Group 3’s striking improvement can be attributed not only to the presence of student mentors in their classrooms but also to their level of teaching experience.  On average, Group 1 had almost eleven years in the classroom, Group 2 had eight, and Group 3 had only seven.  Group 3’s eager adoption of music activities seems to lend support to the previous findings by Ghaith and Yaghi (1997) that “…those teachers [who] are less experienced are more inclined to follow through with implementation of new techniques” (Register, p. 114).  Music specialists might consider prioritizing efforts to reach teachers early in their careers, or may at the very least not be too dismayed if experienced teachers seem less open to our offerings.

 

Within Group 3, however, various durations of teaching experience did not correlate significantly with how much progress individual teachers made.  The striking, significant effect was the inter-group effect whereby all groups started the study offering their preschoolers two or three music experiences in a circle time, and only Group 3 increased their number of music activities to ten per circle time.  Thus, the training effect of having “music mentors” in the classroom was more puissant than the effect of experience.

 

But the experience effect still matters.  The music education student “music mentors” had no prior early childhood experience and were given a mere two-hour pre-service workshop to ready them for their roles.  Perhaps because this experience was offered to them so early in their careers, the students were very pleased with their learning in the placement. Dr. Register observed how much anxiety the Group 1 and 2 childcare providers evinced about being observed as music leaders.  The study very subtly hints that the youth and inexperience of the “music mentors” might have relaxed Group 3 caregivers enough to be receptive and flexible.  There were two factors that may have eased this experience for Group 3.  First, all caregivers in this group worked at the same facility, where the employer valued appropriate risk-taking in the service of continuing professional development.  Second, no “music mentor” was a lone so-called expert in the classroom: each was placed in a pair or trio of students who gave mutual feedback.

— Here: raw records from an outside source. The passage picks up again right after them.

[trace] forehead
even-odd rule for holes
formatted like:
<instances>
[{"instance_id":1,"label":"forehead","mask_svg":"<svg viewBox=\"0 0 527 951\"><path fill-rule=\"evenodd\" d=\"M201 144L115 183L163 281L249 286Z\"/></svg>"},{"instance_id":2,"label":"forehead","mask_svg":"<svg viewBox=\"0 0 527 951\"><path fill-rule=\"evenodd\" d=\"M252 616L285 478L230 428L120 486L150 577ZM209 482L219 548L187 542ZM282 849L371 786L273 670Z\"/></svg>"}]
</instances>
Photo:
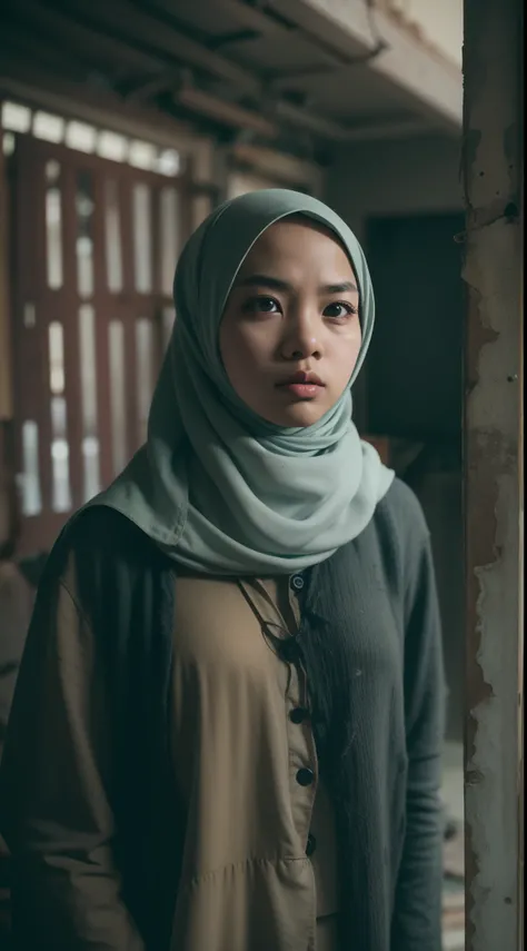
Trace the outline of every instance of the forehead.
<instances>
[{"instance_id":1,"label":"forehead","mask_svg":"<svg viewBox=\"0 0 527 951\"><path fill-rule=\"evenodd\" d=\"M249 250L239 274L246 275L262 264L311 268L314 262L318 267L338 269L341 277L354 273L348 252L329 228L294 216L266 228Z\"/></svg>"}]
</instances>

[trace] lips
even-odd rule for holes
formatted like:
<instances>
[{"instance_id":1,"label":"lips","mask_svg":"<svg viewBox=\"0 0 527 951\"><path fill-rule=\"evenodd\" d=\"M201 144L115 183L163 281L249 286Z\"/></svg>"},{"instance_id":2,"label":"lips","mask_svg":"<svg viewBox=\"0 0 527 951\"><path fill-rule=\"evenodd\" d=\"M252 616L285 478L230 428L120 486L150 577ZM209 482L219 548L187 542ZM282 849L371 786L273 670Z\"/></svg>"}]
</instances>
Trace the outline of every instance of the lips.
<instances>
[{"instance_id":1,"label":"lips","mask_svg":"<svg viewBox=\"0 0 527 951\"><path fill-rule=\"evenodd\" d=\"M289 376L287 379L281 380L278 386L294 386L295 384L304 384L306 386L325 385L316 373L310 373L309 370L299 370L298 373L292 374L292 376Z\"/></svg>"}]
</instances>

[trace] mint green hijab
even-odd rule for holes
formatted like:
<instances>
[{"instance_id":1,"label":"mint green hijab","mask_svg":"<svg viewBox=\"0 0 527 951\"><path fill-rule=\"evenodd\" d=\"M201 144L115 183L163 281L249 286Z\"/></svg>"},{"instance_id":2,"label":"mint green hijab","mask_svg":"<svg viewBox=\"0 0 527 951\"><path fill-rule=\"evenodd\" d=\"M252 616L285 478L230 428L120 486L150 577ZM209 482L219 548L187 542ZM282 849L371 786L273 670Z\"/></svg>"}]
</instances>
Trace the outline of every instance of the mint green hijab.
<instances>
[{"instance_id":1,"label":"mint green hijab","mask_svg":"<svg viewBox=\"0 0 527 951\"><path fill-rule=\"evenodd\" d=\"M218 338L248 251L266 228L294 214L330 228L347 248L359 285L362 345L336 406L312 426L288 429L240 400ZM285 189L243 195L213 211L187 242L175 304L147 444L91 505L118 509L198 572L272 575L328 558L366 528L394 477L351 420L350 389L375 315L357 239L315 198Z\"/></svg>"}]
</instances>

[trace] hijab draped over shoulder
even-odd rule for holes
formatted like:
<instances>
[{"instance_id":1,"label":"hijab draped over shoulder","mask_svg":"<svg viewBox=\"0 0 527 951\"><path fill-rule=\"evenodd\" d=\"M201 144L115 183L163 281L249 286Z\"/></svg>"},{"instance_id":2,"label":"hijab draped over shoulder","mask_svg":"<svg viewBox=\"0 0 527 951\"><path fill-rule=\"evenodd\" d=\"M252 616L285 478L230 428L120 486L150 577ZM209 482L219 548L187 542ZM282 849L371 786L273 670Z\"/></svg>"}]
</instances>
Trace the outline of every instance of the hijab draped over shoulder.
<instances>
[{"instance_id":1,"label":"hijab draped over shoulder","mask_svg":"<svg viewBox=\"0 0 527 951\"><path fill-rule=\"evenodd\" d=\"M362 344L346 392L306 428L267 423L237 396L219 350L229 291L258 237L290 215L326 226L358 280ZM394 473L361 442L351 386L375 304L364 252L321 201L286 189L216 209L188 240L175 278L176 323L153 395L146 445L91 505L130 518L176 562L222 575L301 571L370 522Z\"/></svg>"}]
</instances>

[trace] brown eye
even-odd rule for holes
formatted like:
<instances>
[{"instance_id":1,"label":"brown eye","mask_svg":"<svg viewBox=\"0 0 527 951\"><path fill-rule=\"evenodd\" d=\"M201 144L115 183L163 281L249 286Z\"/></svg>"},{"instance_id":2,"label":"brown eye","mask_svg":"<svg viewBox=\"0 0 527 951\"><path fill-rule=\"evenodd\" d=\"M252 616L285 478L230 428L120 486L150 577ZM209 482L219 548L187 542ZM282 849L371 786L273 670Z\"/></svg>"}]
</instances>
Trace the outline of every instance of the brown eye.
<instances>
[{"instance_id":1,"label":"brown eye","mask_svg":"<svg viewBox=\"0 0 527 951\"><path fill-rule=\"evenodd\" d=\"M251 314L275 314L279 306L272 297L252 297L243 309Z\"/></svg>"},{"instance_id":2,"label":"brown eye","mask_svg":"<svg viewBox=\"0 0 527 951\"><path fill-rule=\"evenodd\" d=\"M334 320L346 319L347 317L351 317L354 314L357 314L357 308L354 307L352 304L348 304L342 300L335 301L335 304L328 304L324 311L325 317L331 317Z\"/></svg>"}]
</instances>

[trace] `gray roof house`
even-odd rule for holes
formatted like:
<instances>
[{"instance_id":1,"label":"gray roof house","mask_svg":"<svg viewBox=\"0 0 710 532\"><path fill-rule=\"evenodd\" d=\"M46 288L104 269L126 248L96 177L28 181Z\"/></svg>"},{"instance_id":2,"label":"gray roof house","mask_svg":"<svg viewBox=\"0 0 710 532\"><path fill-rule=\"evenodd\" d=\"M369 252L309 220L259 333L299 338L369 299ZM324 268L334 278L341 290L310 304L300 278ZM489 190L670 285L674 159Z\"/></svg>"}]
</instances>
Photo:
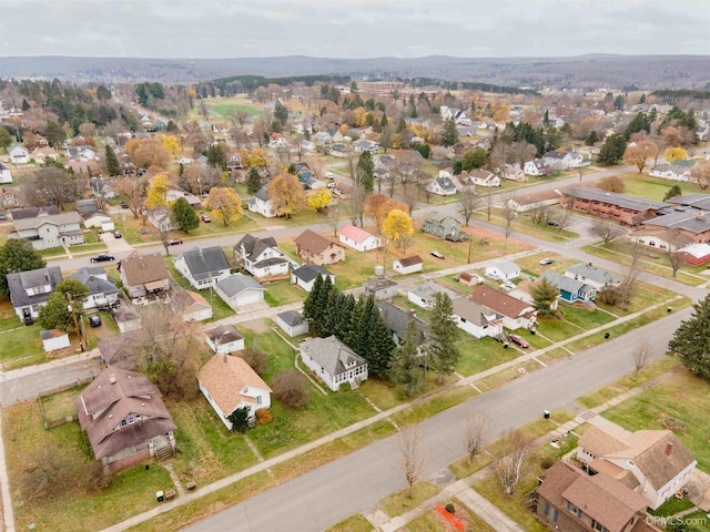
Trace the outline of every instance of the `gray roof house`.
<instances>
[{"instance_id":1,"label":"gray roof house","mask_svg":"<svg viewBox=\"0 0 710 532\"><path fill-rule=\"evenodd\" d=\"M231 267L220 246L194 247L175 257L175 269L197 290L214 287L230 275Z\"/></svg>"},{"instance_id":2,"label":"gray roof house","mask_svg":"<svg viewBox=\"0 0 710 532\"><path fill-rule=\"evenodd\" d=\"M367 361L335 336L306 338L300 345L301 359L333 391L341 385L357 387L367 380Z\"/></svg>"},{"instance_id":3,"label":"gray roof house","mask_svg":"<svg viewBox=\"0 0 710 532\"><path fill-rule=\"evenodd\" d=\"M62 270L57 266L8 274L10 301L14 314L23 321L40 316L40 307L47 305L57 285L63 280Z\"/></svg>"}]
</instances>

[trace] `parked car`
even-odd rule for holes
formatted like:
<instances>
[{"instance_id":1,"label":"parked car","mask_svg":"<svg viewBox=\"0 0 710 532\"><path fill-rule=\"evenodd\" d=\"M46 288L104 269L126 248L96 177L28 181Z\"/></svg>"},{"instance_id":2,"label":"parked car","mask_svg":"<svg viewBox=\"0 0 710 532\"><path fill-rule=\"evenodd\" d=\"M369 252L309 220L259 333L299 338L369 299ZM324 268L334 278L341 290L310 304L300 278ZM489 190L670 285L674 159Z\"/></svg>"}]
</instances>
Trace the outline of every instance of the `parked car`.
<instances>
[{"instance_id":1,"label":"parked car","mask_svg":"<svg viewBox=\"0 0 710 532\"><path fill-rule=\"evenodd\" d=\"M511 342L517 344L520 347L524 347L524 348L530 347L530 344L528 344L528 340L526 340L519 335L508 335L508 338L510 338Z\"/></svg>"},{"instance_id":2,"label":"parked car","mask_svg":"<svg viewBox=\"0 0 710 532\"><path fill-rule=\"evenodd\" d=\"M505 291L506 294L508 294L509 291L515 290L516 286L513 283L509 282L505 282L503 285L500 285L500 289L503 291Z\"/></svg>"},{"instance_id":3,"label":"parked car","mask_svg":"<svg viewBox=\"0 0 710 532\"><path fill-rule=\"evenodd\" d=\"M110 263L112 260L115 260L115 257L113 255L106 255L105 253L91 257L92 263Z\"/></svg>"}]
</instances>

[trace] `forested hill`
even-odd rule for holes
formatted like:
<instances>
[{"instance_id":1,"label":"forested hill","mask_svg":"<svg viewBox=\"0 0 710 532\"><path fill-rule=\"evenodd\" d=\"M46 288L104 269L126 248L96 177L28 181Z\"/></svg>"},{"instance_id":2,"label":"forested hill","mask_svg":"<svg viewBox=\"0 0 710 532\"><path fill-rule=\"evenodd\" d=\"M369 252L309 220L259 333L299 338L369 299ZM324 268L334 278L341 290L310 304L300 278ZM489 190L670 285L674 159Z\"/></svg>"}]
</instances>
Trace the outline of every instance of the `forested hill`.
<instances>
[{"instance_id":1,"label":"forested hill","mask_svg":"<svg viewBox=\"0 0 710 532\"><path fill-rule=\"evenodd\" d=\"M163 83L233 75L434 78L540 89L710 89L708 55L581 55L575 58L328 59L301 55L246 59L0 58L0 78Z\"/></svg>"}]
</instances>

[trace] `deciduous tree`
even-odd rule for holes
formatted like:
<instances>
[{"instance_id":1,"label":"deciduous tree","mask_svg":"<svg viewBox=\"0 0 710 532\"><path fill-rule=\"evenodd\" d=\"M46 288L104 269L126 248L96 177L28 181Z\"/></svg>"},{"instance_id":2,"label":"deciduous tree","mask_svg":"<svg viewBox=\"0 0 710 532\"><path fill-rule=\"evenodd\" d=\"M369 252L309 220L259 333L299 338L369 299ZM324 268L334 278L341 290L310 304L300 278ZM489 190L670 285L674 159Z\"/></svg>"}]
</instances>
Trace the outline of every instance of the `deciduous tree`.
<instances>
[{"instance_id":1,"label":"deciduous tree","mask_svg":"<svg viewBox=\"0 0 710 532\"><path fill-rule=\"evenodd\" d=\"M207 208L226 227L242 217L242 198L234 188L215 186L207 196Z\"/></svg>"}]
</instances>

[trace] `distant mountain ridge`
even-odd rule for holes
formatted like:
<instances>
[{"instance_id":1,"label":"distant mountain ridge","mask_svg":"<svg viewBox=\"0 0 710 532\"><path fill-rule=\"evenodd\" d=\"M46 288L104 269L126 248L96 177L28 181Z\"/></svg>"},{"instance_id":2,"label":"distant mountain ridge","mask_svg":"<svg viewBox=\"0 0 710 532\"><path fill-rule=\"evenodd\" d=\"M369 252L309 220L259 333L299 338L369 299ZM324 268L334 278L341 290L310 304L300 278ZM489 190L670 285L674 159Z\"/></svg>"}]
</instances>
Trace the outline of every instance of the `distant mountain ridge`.
<instances>
[{"instance_id":1,"label":"distant mountain ridge","mask_svg":"<svg viewBox=\"0 0 710 532\"><path fill-rule=\"evenodd\" d=\"M337 59L291 55L242 59L0 58L0 78L58 78L75 82L190 83L230 75L271 78L339 74L369 79L436 78L509 86L557 89L703 89L708 55L587 54L571 58Z\"/></svg>"}]
</instances>

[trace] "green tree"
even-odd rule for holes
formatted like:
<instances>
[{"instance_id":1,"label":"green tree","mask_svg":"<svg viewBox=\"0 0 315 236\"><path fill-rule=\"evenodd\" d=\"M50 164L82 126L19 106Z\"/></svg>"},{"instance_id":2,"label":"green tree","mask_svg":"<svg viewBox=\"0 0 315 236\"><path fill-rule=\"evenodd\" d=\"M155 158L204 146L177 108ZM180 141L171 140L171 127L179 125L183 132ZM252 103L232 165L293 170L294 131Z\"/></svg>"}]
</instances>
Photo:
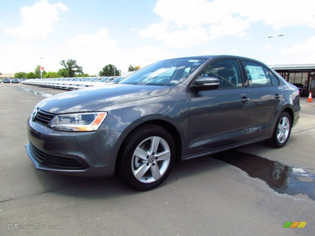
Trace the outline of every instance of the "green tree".
<instances>
[{"instance_id":1,"label":"green tree","mask_svg":"<svg viewBox=\"0 0 315 236\"><path fill-rule=\"evenodd\" d=\"M77 65L77 61L72 59L68 59L66 62L64 60L62 60L59 62L60 64L65 67L66 70L67 75L66 77L74 77L75 75L83 75L83 68L82 66L80 66Z\"/></svg>"},{"instance_id":2,"label":"green tree","mask_svg":"<svg viewBox=\"0 0 315 236\"><path fill-rule=\"evenodd\" d=\"M46 73L43 78L60 78L60 77L57 72L49 71Z\"/></svg>"},{"instance_id":3,"label":"green tree","mask_svg":"<svg viewBox=\"0 0 315 236\"><path fill-rule=\"evenodd\" d=\"M35 73L33 72L30 72L26 74L26 79L35 79Z\"/></svg>"},{"instance_id":4,"label":"green tree","mask_svg":"<svg viewBox=\"0 0 315 236\"><path fill-rule=\"evenodd\" d=\"M65 68L61 68L59 69L57 72L58 77L59 78L68 77L68 70Z\"/></svg>"},{"instance_id":5,"label":"green tree","mask_svg":"<svg viewBox=\"0 0 315 236\"><path fill-rule=\"evenodd\" d=\"M118 76L119 71L117 70L117 67L111 64L106 65L100 71L100 76Z\"/></svg>"},{"instance_id":6,"label":"green tree","mask_svg":"<svg viewBox=\"0 0 315 236\"><path fill-rule=\"evenodd\" d=\"M18 79L23 79L26 77L26 73L25 72L17 72L14 74L14 78Z\"/></svg>"},{"instance_id":7,"label":"green tree","mask_svg":"<svg viewBox=\"0 0 315 236\"><path fill-rule=\"evenodd\" d=\"M140 66L133 66L130 65L128 68L128 71L135 71L138 70L140 68Z\"/></svg>"},{"instance_id":8,"label":"green tree","mask_svg":"<svg viewBox=\"0 0 315 236\"><path fill-rule=\"evenodd\" d=\"M36 79L38 79L40 78L40 70L39 70L39 67L40 66L39 65L37 65L35 67L35 70L34 73L35 74L35 78ZM44 78L45 75L47 72L45 70L42 71L42 78Z\"/></svg>"}]
</instances>

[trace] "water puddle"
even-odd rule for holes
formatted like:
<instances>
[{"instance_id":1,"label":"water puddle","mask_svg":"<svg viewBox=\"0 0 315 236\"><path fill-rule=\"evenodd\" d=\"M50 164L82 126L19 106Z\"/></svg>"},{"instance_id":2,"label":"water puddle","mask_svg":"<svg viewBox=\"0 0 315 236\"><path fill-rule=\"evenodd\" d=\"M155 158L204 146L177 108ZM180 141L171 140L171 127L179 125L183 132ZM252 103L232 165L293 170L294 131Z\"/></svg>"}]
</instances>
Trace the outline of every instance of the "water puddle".
<instances>
[{"instance_id":1,"label":"water puddle","mask_svg":"<svg viewBox=\"0 0 315 236\"><path fill-rule=\"evenodd\" d=\"M44 97L46 98L49 98L50 97L52 97L53 96L52 94L48 93L45 93L45 92L39 92L37 91L33 91L33 90L31 90L31 89L28 88L26 88L25 87L21 87L19 86L19 87L20 89L22 91L24 91L25 92L26 92L27 93L33 93L37 96L43 96L43 97Z\"/></svg>"},{"instance_id":2,"label":"water puddle","mask_svg":"<svg viewBox=\"0 0 315 236\"><path fill-rule=\"evenodd\" d=\"M315 170L285 166L255 155L230 151L215 159L239 168L253 178L266 182L276 192L294 196L301 193L315 200Z\"/></svg>"}]
</instances>

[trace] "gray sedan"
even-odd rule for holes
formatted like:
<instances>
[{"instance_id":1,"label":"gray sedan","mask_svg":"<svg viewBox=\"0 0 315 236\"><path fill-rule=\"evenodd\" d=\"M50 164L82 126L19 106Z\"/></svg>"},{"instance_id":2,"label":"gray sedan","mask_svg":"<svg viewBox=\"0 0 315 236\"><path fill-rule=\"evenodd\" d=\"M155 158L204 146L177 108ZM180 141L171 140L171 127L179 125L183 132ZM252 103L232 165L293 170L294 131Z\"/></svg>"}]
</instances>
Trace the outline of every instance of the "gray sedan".
<instances>
[{"instance_id":1,"label":"gray sedan","mask_svg":"<svg viewBox=\"0 0 315 236\"><path fill-rule=\"evenodd\" d=\"M298 121L298 91L249 58L159 62L118 84L55 95L28 121L38 170L86 176L116 172L133 188L164 181L176 161L255 142L281 148Z\"/></svg>"}]
</instances>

This structure, chosen because of the students’ inexperience, may have, as a by-product, relaxed the classroom teachers: perhaps in seeing the students receive each other’s feedback, the caregivers’ anxiety about receiving and implementing feedback decreased.

 

In summary, this study is richly thought-provoking and promising.  While further research hones in more precisely on best practices, it may be in the best interest of children in childcare and early education situations if we music specialists provisionally: aim to serve all teachers within a single institution, provide them with ongoing in-class mentoring not just workshops, find ways to connect with teachers early in their careers or even before they enter the classroom for the first time, model receiving and implementing feedback eagerly, consider using music student interns as model learners, and “…[provide] training to classroom personnel and music education students simultaneously in order to build more immediate rapport” (p. 115).

 

References

de l’Etoile, S. (2001).  An in-service training program in music for child-care personnel working with infants and toddlers. Journal of Research in Music Education, 49, 6-20.

Ghaith, G., & Yaghi, H. (1997). Relationships among experience, teacher efficacy, and attitudes toward the implementation of instructional innovation.  Teaching and Teacher Education, 13, 451-458.

Haycock, K., & Robinson, S. (2001). Time-wasting workshops? Journal of Staff Development, 22, 16-18.